Şimdi ne X,Y,Z kaldı ne de gezi aklı!
Kara kara düşünmeye başladık. Gelecek kuşaklardan beklenen kendiliğindenci umutların tükendiğinden bahsetmeye başladık.
O kadar yalnızlastık ki (belki de yalnız kalmak istedik) kendi partimiz ile Türkiye Meclisi dahi kurmaya kalktık.
Ana muhalefettik. Onca soruna rağmen yanıbaşımızdaki sol bir partiyi küçümseyerek öteye ittik. Olsun. Ekose ceket en çok bize yakışıyordu. Belki iktidarın yolunu dahi açabilirdi o ceket. Hem şimdi ayrışma değil uzlaşma çağındaydık. Zalim olsunlar ne olacak ki. Aslında uzlaştıktan sonra iyi birer insan olabilirlerdi.
Sol bir İttifak mı?
Ne gerek vardı şimdi canım buna. Gelenek birleşsin yeter de artardı bile.
Ama bu da olmadı. Yetmedi de, artmadı da. Ne gelenek kaldı ne de görenek.
Toplumsal çürümenin bütün varyasyonlarını tadar hale geldik.
Tutunulan hayali dalların tek tek kırıldığını görmeye başlarken sistemin uzattığı yeni bir elma şekeri var mı diye etrafımıza bakınır olduk.

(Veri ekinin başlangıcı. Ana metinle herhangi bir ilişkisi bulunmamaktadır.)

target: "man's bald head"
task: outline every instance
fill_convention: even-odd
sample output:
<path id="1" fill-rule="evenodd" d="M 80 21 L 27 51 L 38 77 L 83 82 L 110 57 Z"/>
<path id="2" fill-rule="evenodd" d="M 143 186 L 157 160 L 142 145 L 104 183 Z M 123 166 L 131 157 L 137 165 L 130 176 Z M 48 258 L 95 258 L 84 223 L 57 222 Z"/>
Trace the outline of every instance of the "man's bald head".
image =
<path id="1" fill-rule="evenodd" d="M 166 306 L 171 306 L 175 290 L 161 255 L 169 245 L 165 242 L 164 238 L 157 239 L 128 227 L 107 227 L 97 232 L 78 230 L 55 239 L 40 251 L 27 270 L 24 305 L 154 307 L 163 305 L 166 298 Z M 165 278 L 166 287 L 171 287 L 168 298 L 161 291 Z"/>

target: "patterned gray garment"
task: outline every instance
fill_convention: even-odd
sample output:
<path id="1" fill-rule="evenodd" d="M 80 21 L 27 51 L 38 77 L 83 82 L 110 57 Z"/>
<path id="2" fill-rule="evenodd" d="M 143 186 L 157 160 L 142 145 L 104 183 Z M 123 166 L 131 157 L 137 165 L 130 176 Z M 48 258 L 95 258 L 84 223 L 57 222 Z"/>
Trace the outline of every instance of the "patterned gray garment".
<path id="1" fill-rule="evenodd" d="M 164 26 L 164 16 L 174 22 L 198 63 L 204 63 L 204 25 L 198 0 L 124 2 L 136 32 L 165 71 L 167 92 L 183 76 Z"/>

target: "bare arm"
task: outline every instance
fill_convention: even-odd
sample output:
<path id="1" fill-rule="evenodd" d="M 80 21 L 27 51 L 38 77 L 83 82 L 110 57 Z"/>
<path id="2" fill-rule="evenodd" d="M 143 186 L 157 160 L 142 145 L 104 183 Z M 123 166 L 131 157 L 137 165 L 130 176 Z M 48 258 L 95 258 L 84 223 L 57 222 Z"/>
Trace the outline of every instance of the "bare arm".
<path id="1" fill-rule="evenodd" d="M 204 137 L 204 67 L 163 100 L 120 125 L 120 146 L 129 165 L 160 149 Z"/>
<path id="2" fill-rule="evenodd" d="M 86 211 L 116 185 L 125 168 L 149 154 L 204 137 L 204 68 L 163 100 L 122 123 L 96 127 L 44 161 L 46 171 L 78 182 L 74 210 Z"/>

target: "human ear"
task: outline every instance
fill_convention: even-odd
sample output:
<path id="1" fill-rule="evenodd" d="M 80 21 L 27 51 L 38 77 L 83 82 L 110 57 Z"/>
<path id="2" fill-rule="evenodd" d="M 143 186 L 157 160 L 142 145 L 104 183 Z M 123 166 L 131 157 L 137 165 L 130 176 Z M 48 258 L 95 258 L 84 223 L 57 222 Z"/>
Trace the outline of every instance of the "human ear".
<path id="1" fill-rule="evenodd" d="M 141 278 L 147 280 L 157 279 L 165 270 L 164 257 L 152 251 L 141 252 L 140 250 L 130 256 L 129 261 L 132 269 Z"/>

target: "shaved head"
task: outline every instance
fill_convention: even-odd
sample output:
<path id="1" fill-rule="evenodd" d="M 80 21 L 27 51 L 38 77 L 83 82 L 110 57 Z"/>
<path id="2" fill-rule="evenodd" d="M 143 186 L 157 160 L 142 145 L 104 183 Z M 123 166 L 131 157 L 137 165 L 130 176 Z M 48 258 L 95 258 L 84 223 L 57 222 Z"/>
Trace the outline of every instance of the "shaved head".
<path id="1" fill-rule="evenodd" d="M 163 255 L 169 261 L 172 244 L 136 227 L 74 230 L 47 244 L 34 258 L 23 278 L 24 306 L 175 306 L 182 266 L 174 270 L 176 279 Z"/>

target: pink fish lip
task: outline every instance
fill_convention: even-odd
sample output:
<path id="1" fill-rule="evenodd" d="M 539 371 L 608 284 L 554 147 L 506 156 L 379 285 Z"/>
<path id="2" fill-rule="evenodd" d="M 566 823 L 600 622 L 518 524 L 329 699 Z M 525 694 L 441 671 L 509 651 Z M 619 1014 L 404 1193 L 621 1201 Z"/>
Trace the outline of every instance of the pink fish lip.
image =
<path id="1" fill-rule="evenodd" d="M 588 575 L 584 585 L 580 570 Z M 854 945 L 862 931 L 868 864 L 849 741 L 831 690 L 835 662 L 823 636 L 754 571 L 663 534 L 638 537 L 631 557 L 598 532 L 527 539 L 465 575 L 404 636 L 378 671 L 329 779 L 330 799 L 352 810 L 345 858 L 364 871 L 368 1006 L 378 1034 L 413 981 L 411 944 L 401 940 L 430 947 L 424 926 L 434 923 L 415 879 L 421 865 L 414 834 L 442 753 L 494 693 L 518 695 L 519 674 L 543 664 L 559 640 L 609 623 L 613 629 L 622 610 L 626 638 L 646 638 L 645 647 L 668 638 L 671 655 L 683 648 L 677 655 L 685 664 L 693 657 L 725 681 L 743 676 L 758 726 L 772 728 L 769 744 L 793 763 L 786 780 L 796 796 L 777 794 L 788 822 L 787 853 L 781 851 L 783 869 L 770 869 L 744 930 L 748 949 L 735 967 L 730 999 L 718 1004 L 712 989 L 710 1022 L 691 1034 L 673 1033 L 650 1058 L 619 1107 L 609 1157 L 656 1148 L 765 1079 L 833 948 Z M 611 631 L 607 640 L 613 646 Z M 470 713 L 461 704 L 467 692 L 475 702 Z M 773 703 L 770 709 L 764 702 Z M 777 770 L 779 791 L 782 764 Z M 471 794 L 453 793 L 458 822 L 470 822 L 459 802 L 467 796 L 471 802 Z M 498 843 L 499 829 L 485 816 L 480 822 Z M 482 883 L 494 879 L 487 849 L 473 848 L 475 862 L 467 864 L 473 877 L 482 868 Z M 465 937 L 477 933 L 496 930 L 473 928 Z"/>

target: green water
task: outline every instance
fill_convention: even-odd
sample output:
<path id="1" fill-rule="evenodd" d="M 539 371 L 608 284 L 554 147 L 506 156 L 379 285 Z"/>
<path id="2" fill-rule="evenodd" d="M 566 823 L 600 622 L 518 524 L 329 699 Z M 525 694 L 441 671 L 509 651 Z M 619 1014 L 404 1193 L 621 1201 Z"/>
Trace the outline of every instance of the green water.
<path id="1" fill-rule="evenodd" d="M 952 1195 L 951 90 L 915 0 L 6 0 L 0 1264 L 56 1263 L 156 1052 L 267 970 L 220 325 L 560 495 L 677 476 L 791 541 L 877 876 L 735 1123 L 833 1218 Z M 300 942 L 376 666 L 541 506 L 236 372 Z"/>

Yeri geldi gençleri suçladık, yeri geldi emekçileri.
Köylüler mi?
Ah onlar yok muydu…
Artık çok geçti. Kendini kurtarabilecek olan bir dakika bile durmamalıydı bu cehennemde.
Peki ne oldu reel politiğe?
Ne oldu stratejik ufuklu adımları kolay olana tercih etmeye.
Sıkça dile getirdiğimiz toplumsal çürümenin kodlarını biraz da buradan okumakta fayda yok mu?
Yeni elma şekerleri bulunur mu bilinmez ama toplumsal çürümenin de bencilleşmenin de pik yaptığı süreçlerin son dönemecine geldik. Karanlığın en koyu halinin yaşandığı saatlere.
Keşke farkına varılabilse. Keşke örneği çokça verilen tarihsel kesitlerin dayanışma, direnme, öz gücüne güvenen iradenin niteliği kavranabilse. Savaşmadan zaferin kazanılamayacağının farkına varılsa. Umudun devrimcilerde ve devrimcilikte olduğu hatırlanabilse!
Ama her şeye rağmen ışık olan birileri var. Her şeye rağmen tarihsel birikimin ışığında o kutsal cürete sahip olanlar var. Onlar her karanlıkta, her engebede, her darbede göğsünü siper ederek geri adım atmayanlardır. Onlar yürünecek yolun zorlu olduğu kadar zorunlu olduğunun da farkında olanlardır. Kavganın yükünden gocunmayanlardır.
Bilinir ki savaş, savaş meydanlarında kazanılır. Sokak sokakta, okul amfide, emek alınteriyle, özgürlük kavga ile…
Düzenlenmiş algı biçimiyle tek biçimli robotlardan farkımız düşünme yetimiz ile eylem arasında kurulan diyalektik bağın niteliğidir.
Düzenlenmiş algı biçiminin de, öğretilmiş ve şartlandırılmış reflekslerin de panzehirinin insan doğası olduğunu biliyoruz.
Önüne çözebileceği sorunları koyan insanın kendi geleceğini ve varlığını kazanmasının yolunun kavga olduğunun binlerce yıllık birikimden süzülerek öğrenildiğini de biliyoruz.
Terk ettiğimiz, unuttuğumuz her değerin, tüm alanların bize ihtiyacı var. Geleceğimizin ancak ve ancak bunu akıllarından çıkarmayanlar sayesinde kazanılacağını biliyoruz.
Neyse ki devrimciler, neyse ki onlar var!
En önemlisi de onlar mutlaka ama mutlaka kazanacak olanlardır.
Toplumsal çürümenin dağıtılması ve onu ören, birbirine bağlayan taşların yerle bir edilmesi onlarla omuz omuza mücadeleden geçecektir.
Tercih bizim!
Ya darmaduman edilecek bir sistem ya da tarumar edilmiş nesiller.